GP's Connie Drysdale, the PNAS paper's lead author, proffered a handier, dandier definition: "We were faced with a very difficult challenge in taking on this very challenging disease, asthma, and trying to extract something like a genetic bar code in our haplotype technology."
"The power of this haplotypic analysis," Liggett observed, "allowed us to look at 121 asthmatics, and make a very strong prediction as to who would respond to the albuterol. Results were representative of what a doctor would see in general practice."
"There was a range of responders," Ruaqo summed up. "The best ones, catalogued by haplotype, were roughly 7 percent - super-responders. The next category was 21 percent, so a quarter of the best responders can be selected or predicted on the basis of the haplotype markers. The extremely poor responders were about 12 percent. So those children should be put on alternative therapy, rather than waste time with albuterol medication."
Other Disease Medications On Drawing Board
Asthma is only the first disease in GP's pipeline. Others include diabetes, arrhythmias and schizophrenia. And besides predicting responses to medicines on the market, the company's program includes testing new drugs under development.
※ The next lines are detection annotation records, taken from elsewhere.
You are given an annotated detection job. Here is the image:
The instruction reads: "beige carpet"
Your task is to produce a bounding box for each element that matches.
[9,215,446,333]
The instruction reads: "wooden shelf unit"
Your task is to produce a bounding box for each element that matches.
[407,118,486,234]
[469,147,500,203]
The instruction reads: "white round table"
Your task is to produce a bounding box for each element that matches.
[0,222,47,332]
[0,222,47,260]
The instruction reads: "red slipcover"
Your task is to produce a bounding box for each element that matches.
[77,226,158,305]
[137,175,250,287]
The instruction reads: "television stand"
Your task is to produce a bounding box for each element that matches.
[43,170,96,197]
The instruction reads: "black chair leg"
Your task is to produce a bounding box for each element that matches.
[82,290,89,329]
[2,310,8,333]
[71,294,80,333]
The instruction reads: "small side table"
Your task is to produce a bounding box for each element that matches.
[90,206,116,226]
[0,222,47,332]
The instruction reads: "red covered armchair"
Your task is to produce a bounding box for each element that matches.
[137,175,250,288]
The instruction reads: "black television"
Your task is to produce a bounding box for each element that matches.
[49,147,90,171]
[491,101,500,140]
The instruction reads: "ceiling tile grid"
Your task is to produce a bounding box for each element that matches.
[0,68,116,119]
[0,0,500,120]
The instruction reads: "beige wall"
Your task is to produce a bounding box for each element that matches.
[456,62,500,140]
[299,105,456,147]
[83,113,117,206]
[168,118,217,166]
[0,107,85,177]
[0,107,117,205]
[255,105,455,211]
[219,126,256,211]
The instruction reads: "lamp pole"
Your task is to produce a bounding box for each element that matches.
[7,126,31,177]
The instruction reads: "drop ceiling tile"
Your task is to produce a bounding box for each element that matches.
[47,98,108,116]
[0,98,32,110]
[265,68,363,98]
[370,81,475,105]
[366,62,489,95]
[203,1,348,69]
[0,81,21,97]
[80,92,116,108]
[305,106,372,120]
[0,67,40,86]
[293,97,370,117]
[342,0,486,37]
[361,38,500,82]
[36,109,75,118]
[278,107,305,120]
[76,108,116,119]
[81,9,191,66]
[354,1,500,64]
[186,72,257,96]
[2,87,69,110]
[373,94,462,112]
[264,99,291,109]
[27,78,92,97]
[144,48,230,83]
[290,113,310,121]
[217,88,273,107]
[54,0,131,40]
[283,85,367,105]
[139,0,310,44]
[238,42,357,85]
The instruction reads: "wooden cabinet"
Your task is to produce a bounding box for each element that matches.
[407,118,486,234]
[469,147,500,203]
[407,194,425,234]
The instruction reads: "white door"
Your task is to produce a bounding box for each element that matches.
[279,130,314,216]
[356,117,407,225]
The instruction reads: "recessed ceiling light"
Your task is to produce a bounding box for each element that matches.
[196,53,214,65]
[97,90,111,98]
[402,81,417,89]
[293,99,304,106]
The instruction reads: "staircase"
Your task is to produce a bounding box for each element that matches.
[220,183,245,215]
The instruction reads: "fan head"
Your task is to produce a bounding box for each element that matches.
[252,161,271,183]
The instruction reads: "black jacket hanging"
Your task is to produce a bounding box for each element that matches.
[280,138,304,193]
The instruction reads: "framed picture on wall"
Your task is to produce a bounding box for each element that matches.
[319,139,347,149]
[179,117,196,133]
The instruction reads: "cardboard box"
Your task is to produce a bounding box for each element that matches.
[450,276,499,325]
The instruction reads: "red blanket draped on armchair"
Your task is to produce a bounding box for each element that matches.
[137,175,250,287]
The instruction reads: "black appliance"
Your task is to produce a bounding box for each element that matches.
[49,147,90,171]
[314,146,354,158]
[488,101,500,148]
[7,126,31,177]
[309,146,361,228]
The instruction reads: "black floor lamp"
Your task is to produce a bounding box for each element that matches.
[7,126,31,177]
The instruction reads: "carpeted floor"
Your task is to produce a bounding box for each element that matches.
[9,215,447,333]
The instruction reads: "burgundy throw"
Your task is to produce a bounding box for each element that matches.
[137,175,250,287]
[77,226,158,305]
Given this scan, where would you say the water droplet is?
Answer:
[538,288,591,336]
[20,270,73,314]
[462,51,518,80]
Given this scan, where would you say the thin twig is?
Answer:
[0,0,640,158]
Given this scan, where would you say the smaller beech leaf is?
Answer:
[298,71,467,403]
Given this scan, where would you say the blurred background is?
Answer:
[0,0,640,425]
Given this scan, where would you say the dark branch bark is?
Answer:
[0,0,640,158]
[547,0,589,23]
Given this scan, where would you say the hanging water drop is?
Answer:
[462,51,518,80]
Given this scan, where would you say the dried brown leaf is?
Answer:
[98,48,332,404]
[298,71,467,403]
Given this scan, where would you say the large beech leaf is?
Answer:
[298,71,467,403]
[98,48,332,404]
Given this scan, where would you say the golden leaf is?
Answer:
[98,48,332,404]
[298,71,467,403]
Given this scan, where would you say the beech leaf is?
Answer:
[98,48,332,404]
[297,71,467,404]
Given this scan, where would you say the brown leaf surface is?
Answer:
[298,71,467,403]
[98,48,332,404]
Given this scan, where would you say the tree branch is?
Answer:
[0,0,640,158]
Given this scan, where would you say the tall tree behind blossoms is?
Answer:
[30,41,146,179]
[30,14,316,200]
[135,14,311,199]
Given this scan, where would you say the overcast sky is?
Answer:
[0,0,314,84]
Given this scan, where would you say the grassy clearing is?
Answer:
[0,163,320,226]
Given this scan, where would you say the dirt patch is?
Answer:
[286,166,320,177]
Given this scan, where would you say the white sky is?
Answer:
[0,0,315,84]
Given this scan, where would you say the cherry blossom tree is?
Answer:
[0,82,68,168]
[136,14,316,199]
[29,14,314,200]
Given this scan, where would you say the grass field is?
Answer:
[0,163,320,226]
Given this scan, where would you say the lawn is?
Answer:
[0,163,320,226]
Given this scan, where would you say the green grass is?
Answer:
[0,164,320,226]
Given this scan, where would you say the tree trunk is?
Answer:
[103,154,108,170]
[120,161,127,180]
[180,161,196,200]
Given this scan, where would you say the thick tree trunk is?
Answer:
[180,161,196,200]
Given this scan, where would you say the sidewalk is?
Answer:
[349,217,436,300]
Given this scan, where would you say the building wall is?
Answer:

"We feel," Liggett foresees, "that this is the first in a long line of haplotype markers that will be developed in these complex diseases. Ultimately, a person may come to the doctor's office with a new diagnosis of, let's say, asthma, and a genetic panel of haplotype markers can be obtained, which will give the physician a read-out of the probability of the patient responding to all of the commonly utilized drugs in the treatment of that disease.
"Of course, this is not going to replace physician judgment," he concluded, "but it's going to provide for what we call personalized medicine. And something we've known from the dawn of medicine, that different patients respond differently to different treatments, can be placed into a more objective framework, and will provide for what we believe to be a marked enhancement in patient care."